Question: Compute the singular values of the \({\bf{4 \times 4}}\) matrix in Exercise 9 in Section 2.3, and compute the condition number \(\frac{{{\sigma _1}}}{{{\sigma _4}}}\).

Short answer

The value of condition number is \(\frac{{{\sigma _1}}}{{{\sigma _4}}} = 23,683\).

Step-by-step solution

Step 1: Find the singular value decomposition

Consider the matrix\(A = \left( {\begin{array}{*{20}{c}}4&0&{ - 7}&{ - 7}\\{ - 6}&1&{11}&9\\7&{ - 5}&{10}&{19}\\{ - 1}&2&3&{ - 1}\end{array}} \right)\).
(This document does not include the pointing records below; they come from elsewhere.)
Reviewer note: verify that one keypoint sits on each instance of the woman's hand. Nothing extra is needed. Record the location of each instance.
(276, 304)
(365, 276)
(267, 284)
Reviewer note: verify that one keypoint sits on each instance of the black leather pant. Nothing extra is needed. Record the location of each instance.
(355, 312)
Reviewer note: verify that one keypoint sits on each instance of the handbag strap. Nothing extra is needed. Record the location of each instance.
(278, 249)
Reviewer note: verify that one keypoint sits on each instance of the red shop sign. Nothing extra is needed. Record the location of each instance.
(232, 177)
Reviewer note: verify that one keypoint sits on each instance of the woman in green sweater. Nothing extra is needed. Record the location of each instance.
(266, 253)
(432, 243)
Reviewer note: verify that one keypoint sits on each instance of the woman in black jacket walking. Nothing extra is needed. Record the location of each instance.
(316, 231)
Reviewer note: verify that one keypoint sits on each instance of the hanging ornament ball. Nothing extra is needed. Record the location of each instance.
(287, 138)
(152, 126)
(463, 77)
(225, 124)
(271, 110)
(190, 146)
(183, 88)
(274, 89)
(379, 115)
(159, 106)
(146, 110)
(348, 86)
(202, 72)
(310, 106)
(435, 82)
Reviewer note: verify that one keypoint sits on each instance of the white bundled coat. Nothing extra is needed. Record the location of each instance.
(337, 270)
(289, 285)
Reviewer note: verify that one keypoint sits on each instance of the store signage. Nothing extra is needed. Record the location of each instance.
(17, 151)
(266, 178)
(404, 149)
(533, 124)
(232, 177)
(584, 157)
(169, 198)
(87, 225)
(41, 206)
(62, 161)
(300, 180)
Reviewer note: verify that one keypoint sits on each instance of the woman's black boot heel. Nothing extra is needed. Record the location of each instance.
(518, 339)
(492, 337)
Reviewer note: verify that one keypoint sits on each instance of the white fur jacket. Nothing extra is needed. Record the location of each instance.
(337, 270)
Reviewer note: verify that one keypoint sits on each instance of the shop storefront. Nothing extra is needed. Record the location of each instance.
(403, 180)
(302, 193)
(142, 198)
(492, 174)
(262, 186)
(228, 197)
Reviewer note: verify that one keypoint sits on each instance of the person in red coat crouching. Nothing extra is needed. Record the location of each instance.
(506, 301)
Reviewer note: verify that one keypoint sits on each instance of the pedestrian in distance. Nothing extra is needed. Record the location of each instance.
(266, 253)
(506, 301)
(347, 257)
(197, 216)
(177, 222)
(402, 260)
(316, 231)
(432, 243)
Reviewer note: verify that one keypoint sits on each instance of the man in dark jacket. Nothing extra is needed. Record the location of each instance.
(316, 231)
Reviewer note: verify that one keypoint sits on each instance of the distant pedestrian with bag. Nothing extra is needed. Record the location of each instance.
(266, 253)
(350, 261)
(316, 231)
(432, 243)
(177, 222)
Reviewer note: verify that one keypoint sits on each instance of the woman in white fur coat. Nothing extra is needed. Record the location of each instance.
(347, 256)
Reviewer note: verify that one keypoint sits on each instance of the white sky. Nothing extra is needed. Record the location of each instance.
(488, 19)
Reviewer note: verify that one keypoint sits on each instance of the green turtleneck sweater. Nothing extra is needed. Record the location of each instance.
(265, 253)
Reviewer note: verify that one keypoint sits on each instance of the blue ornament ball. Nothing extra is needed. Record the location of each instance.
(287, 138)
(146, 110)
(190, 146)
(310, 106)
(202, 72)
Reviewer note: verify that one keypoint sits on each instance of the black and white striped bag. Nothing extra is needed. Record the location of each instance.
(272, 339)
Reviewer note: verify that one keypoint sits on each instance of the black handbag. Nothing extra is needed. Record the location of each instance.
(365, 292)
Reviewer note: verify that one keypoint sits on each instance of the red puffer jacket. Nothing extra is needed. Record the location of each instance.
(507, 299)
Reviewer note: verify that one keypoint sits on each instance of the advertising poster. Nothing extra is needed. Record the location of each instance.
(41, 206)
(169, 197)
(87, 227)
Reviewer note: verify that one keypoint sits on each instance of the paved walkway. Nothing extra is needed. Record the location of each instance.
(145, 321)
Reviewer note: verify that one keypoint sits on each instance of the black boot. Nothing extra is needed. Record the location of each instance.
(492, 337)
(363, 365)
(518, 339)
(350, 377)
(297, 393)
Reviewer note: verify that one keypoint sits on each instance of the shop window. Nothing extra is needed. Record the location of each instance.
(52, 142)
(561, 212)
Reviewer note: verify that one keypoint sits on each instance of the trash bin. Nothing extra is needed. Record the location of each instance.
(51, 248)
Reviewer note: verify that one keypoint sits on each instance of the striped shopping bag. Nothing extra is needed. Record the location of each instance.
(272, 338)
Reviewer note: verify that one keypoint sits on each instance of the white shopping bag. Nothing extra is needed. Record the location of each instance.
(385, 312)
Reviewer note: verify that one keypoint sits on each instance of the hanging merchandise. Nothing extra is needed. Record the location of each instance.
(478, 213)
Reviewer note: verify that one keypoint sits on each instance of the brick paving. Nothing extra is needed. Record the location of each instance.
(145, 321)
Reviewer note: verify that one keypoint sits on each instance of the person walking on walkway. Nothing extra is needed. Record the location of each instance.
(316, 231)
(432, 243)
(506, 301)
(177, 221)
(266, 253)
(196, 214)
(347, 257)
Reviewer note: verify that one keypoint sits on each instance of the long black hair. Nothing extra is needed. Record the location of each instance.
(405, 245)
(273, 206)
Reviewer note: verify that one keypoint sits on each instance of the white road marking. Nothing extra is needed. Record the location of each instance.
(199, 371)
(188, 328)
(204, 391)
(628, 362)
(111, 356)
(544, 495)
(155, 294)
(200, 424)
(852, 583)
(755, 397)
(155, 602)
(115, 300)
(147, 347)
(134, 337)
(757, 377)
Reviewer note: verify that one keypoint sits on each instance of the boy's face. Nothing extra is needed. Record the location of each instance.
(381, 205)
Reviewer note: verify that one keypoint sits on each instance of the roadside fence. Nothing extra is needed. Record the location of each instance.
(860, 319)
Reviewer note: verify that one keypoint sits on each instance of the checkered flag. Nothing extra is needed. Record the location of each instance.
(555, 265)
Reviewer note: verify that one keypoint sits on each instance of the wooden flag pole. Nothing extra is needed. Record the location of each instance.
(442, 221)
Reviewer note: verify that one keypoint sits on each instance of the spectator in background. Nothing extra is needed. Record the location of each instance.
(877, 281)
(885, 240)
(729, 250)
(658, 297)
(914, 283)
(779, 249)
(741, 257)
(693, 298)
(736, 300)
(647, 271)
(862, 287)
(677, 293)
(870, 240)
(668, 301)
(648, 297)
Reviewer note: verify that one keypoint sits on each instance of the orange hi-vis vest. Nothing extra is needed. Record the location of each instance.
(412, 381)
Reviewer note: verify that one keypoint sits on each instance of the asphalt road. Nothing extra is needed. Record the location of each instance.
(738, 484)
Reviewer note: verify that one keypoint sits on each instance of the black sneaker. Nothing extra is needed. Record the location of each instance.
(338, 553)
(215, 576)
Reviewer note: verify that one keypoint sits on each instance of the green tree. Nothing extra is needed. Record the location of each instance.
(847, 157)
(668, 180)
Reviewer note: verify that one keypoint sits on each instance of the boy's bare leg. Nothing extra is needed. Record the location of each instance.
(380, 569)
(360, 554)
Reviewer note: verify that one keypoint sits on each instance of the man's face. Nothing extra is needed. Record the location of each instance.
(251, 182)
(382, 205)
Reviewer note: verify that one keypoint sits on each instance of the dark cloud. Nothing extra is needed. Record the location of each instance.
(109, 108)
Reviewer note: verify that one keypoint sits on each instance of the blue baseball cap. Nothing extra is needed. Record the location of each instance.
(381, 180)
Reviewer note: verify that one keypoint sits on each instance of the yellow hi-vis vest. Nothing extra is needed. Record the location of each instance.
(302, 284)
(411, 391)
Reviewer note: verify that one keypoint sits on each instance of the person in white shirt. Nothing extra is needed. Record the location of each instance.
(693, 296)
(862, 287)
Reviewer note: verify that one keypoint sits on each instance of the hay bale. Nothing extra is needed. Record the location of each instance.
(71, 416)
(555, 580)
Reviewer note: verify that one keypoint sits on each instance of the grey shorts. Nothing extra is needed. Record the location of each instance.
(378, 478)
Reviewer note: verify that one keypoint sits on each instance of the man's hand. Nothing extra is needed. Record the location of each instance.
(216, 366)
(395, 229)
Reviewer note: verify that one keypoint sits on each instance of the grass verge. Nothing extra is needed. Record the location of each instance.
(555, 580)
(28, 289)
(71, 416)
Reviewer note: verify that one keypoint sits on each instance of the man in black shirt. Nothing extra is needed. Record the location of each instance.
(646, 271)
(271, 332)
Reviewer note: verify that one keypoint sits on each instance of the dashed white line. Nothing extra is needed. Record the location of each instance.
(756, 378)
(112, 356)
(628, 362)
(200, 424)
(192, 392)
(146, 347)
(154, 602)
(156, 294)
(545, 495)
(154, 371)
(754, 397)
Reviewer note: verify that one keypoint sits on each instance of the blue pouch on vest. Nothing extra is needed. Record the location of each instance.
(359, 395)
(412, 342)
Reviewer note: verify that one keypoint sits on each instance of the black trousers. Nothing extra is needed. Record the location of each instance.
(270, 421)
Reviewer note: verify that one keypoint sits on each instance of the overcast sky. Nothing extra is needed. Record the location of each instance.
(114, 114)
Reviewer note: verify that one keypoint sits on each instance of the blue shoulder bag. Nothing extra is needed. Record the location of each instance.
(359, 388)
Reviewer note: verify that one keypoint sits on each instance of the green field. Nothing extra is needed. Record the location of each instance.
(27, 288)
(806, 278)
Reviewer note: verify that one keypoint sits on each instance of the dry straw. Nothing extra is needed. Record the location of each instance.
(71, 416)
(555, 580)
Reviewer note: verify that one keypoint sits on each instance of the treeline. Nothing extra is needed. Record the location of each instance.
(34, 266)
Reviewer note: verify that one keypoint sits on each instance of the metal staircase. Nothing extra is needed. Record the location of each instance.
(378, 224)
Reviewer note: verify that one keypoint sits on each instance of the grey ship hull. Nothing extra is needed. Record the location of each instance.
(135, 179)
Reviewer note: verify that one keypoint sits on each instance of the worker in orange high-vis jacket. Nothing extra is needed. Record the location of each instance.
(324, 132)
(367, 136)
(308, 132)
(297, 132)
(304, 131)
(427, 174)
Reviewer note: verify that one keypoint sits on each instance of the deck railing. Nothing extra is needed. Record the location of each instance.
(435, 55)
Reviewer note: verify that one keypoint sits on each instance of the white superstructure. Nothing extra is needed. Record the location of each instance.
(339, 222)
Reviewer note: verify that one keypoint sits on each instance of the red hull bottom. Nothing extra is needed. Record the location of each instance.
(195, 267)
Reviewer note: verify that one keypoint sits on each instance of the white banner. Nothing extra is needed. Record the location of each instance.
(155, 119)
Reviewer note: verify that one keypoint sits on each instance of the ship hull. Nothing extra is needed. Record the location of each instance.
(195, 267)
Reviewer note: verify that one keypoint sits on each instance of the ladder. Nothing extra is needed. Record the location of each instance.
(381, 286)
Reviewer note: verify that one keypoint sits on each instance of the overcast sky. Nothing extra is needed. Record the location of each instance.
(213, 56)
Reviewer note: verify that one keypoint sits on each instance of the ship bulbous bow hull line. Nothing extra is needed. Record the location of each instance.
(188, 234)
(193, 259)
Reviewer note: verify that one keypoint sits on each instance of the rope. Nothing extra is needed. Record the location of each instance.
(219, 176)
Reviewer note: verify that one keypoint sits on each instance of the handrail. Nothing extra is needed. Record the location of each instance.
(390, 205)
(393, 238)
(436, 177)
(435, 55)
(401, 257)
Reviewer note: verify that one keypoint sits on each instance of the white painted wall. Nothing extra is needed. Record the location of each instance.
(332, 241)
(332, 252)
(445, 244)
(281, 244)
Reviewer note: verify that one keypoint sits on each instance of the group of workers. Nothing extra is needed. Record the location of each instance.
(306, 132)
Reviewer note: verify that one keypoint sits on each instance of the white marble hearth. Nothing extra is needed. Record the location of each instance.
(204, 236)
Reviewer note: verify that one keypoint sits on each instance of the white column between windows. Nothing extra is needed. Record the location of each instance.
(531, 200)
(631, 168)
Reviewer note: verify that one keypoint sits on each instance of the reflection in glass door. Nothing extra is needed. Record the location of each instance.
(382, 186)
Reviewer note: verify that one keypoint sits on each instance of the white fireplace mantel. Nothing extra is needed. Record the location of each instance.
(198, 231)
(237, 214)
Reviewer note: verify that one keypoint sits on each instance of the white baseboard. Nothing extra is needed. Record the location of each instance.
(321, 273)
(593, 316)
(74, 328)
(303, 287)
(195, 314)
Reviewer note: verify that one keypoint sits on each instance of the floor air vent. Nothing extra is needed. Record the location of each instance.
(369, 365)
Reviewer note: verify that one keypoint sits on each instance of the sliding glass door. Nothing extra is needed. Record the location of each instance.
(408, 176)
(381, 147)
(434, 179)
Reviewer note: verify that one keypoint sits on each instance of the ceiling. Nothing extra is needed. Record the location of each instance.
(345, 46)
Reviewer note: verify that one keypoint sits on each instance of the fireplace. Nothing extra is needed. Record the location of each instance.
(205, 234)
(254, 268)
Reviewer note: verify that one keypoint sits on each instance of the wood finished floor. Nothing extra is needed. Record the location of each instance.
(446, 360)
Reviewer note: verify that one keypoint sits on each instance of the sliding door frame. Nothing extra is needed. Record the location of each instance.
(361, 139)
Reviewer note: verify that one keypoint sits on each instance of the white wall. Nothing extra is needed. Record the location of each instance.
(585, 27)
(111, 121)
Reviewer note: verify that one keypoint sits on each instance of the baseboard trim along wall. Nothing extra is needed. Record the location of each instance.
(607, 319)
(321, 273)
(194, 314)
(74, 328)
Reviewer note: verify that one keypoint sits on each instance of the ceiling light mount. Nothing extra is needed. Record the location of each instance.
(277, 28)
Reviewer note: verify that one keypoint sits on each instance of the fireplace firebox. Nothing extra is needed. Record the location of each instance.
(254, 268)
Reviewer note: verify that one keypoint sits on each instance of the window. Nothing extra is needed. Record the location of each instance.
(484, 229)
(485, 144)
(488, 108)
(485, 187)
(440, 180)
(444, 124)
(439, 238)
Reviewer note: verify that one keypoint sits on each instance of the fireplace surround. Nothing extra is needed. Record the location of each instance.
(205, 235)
Enter the matrix\(A\)in MATLAB:

\( > > {\rm{ }}A = \left( {4,0, - 7, - 7; - 6,1,11,9;7, - 5,10,19; - 1,2,3, - 1} \right)\)

Find the singular value decomposition of\(A\).

\( > > {\rm{ }}B = svd\left( A \right);\)

\(B = \left( {\begin{array}{*{20}{c}}{27.386}\\{12.091}\\{2.6116}\\{0.001156}\end{array}} \right)\)

Compute the condition number \(\frac{{{\sigma _1}}}{{{\sigma _4}}}\)

Find the condition number of\(A\).

\( > > C = cond\left( A \right);\)

\(C = 2.3683 \times {10^4}\)

Find the condition number\(\frac{{{\sigma _1}}}{{{\sigma _4}}}\)using singular values:

\(\begin{array}{c}\frac{{{\sigma _1}}}{{{\sigma _4}}} = \frac{{27.386}}{{0.001156}}\\ = 23,683\end{array}\)

Therefore, \(\frac{{{\sigma _1}}}{{{\sigma _4}}} = 23,683\).